A team of passionate youths has been exploring and
preserving traditional aspects of Hakka culture by engaging the members of Shihciang
Village (石墻村)
in Miaoli County over the years. Located in Miaoli’s Gongguan Township (公館鄉),
the village was once renowned for red dates, its agricultural specialty, and
grass-woven sandals, a traditional Hakka handicraft.

(Photo: Keep-Tripper)
Tsai Yi-yun (蔡依紜), one of the co-founders of the
Keep-Tripper (青履客) group
that works to revitalize Shihciang’s Hakka heritage, said that she participated
in a work exchange program that brought her to this village when attending
college in Miaoli years ago.
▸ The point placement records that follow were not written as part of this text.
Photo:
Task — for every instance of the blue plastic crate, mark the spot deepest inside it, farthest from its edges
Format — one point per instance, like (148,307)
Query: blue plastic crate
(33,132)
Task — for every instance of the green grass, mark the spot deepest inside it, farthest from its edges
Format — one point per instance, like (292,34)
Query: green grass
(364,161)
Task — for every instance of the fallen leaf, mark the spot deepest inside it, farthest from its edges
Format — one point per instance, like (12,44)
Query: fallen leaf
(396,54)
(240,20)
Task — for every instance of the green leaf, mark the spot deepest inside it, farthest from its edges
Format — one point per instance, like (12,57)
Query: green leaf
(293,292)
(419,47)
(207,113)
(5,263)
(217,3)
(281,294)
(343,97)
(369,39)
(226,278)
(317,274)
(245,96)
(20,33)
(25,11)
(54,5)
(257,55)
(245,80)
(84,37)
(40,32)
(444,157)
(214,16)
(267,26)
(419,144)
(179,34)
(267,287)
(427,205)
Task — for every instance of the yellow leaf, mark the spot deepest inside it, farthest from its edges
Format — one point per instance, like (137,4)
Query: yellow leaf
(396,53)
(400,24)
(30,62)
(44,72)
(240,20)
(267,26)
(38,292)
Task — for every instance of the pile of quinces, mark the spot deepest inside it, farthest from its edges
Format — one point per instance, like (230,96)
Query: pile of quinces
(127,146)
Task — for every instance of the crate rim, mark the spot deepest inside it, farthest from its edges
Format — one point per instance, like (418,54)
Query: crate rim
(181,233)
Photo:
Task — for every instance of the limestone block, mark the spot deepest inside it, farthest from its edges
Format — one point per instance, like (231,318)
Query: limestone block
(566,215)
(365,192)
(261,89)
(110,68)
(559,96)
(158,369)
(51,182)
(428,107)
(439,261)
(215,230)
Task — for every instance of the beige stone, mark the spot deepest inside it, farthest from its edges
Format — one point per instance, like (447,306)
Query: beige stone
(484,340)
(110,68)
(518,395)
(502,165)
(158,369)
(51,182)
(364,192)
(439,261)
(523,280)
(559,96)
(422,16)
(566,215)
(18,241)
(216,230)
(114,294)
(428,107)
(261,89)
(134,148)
The experience motivated her to learn more stories
about the small town and inspired her to contribute to the region.
By interacting and conversing with local residents, Keep-Tripper
members found out that apart from traditional Hakka pickling culture, other
famed handicrafts in the past such as pottery and woven sandals have been gradually
fading away since only older villagers maintain the skills.
To pass on the distinctive heritage, the team visited and
interviewed an 80-year-old ceramist to document the history and development of
the region’s pottery industry. In addition, young members also learned the
methods of making sandals with both conventional and Japanese-style weaving
techniques.
Tsai noted that, during the harvest season of red dates in
the village, the team invites young people outside of Miaoli through its work
exchange project to learn how to make woven products with a kind of local
common plant called “soft rush,” thereby bringing such weaving crafts into
daily lives.

(Photo: Keep-Tripper)
The team also launches various activities every week for
townspeople to partake in, and sometimes work exchange participants are
invited, all in hope of discovering more cultural legacies of the area and raising
the profile of this unique Hakka village.